Substitute $9.80\times {10}^3\text{ Pa}$ for $P_{\text{avg}}$ and $20.0{\text{ m}}^2$ for $A$ in equation (VIII) to find $F$.

  $\begin{array}{c}F=\left(9.80\times {10}^3\text{ Pa}\right)\left(20.0{\text{ m}}^2\right)\\ =196\times {10}^3\text{ N}\frac{1\text{ kN}}{1000\text{ N}}\\ =196\text{ kN}\end{array}$

The force will be directed outward.

Therefore, the force exerted by the water on each end is $196\text{ kN, outward}$.

(c)

To determine

The force exerted by the water on each side.

Answer to Problem 8P

The force exerted by the water on each side is $588\text{ kN, outward}$.

Explanation of Solution

Equation (VIII) gives the force exerted on each side of the swimming pool by water.

Conclusion:

The length of each side will be $30.0\text{ m}$ .
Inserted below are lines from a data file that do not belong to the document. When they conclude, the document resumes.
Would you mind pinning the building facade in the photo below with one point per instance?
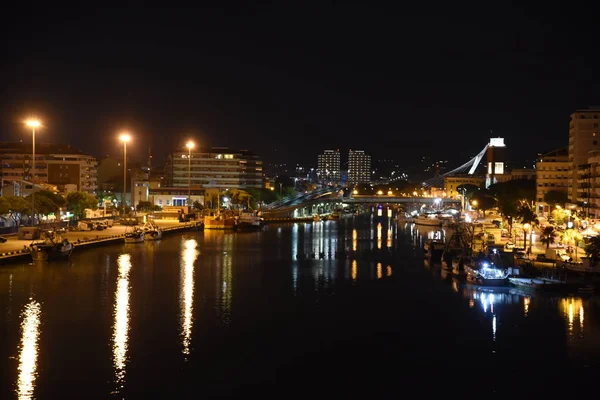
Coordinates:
(495, 161)
(552, 174)
(328, 167)
(583, 137)
(56, 165)
(220, 167)
(359, 167)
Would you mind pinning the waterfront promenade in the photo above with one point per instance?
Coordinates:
(14, 248)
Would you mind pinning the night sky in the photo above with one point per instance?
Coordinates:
(287, 81)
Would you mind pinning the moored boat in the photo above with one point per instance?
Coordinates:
(428, 219)
(485, 272)
(135, 236)
(537, 283)
(51, 248)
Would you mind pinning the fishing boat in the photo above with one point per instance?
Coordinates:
(542, 284)
(248, 221)
(484, 272)
(137, 235)
(53, 247)
(428, 219)
(433, 249)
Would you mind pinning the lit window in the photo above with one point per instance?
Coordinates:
(499, 168)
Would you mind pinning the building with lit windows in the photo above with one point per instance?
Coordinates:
(219, 167)
(552, 174)
(56, 165)
(584, 132)
(328, 167)
(359, 167)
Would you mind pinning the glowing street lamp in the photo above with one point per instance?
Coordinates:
(33, 123)
(124, 138)
(190, 146)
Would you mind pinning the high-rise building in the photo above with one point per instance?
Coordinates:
(584, 133)
(552, 174)
(328, 167)
(495, 160)
(359, 167)
(56, 165)
(219, 167)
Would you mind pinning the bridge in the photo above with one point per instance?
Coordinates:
(327, 199)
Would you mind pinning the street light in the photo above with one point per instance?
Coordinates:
(190, 146)
(33, 123)
(124, 138)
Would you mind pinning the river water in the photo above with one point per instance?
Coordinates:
(221, 314)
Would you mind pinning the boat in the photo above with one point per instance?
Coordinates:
(433, 249)
(219, 221)
(484, 272)
(53, 247)
(543, 284)
(137, 235)
(152, 231)
(459, 263)
(428, 219)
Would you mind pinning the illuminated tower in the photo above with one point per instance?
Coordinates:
(495, 160)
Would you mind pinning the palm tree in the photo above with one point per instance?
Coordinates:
(548, 236)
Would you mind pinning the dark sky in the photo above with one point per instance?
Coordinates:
(287, 81)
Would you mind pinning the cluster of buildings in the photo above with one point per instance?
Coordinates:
(573, 170)
(329, 170)
(187, 176)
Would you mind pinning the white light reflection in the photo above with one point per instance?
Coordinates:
(186, 297)
(121, 322)
(30, 330)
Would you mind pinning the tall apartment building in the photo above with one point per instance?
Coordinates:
(584, 133)
(552, 174)
(328, 167)
(56, 165)
(359, 167)
(220, 167)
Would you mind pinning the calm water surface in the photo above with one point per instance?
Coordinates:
(219, 314)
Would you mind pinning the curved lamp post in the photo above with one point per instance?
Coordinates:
(33, 123)
(190, 146)
(125, 137)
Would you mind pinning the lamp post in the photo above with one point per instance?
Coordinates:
(190, 146)
(124, 138)
(33, 123)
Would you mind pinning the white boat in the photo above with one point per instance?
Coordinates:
(433, 249)
(485, 272)
(135, 236)
(248, 220)
(537, 283)
(428, 219)
(52, 247)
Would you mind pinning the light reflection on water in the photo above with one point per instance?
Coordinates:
(121, 321)
(28, 355)
(186, 297)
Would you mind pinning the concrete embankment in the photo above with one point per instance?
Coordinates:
(15, 250)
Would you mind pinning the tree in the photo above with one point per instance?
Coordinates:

Substitute $30.0\text{ m}$ for $L$ and $2.00\text{ m}$ for $h$ in equation (V) to find $A$.

  $\begin{array}{c}A=\left(30.0\text{ m}\right)\left(2.00\text{ m}\right)\\ =60.0{\text{ m}}^2\end{array}$

Substitute $9.80\times {10}^3\text{ Pa}$ for $P_{\text{avg}}$ and $60.0{\text{ m}}^2$ for $A$ in equation (VIII) to find $F$.

  $\begin{array}{c}F=\left(9.80\times {10}^3\text{ Pa}\right)\left(60.0{\text{ m}}^2\right)\\ =588\times {10}^3\text{ N}\frac{1\text{ kN}}{1000\text{ N}}\\ =588\text{ kN}\end{array}$

The force will be directed outward.

Therefore, the force exerted by the water on each side is $588\text{ kN, outward}$.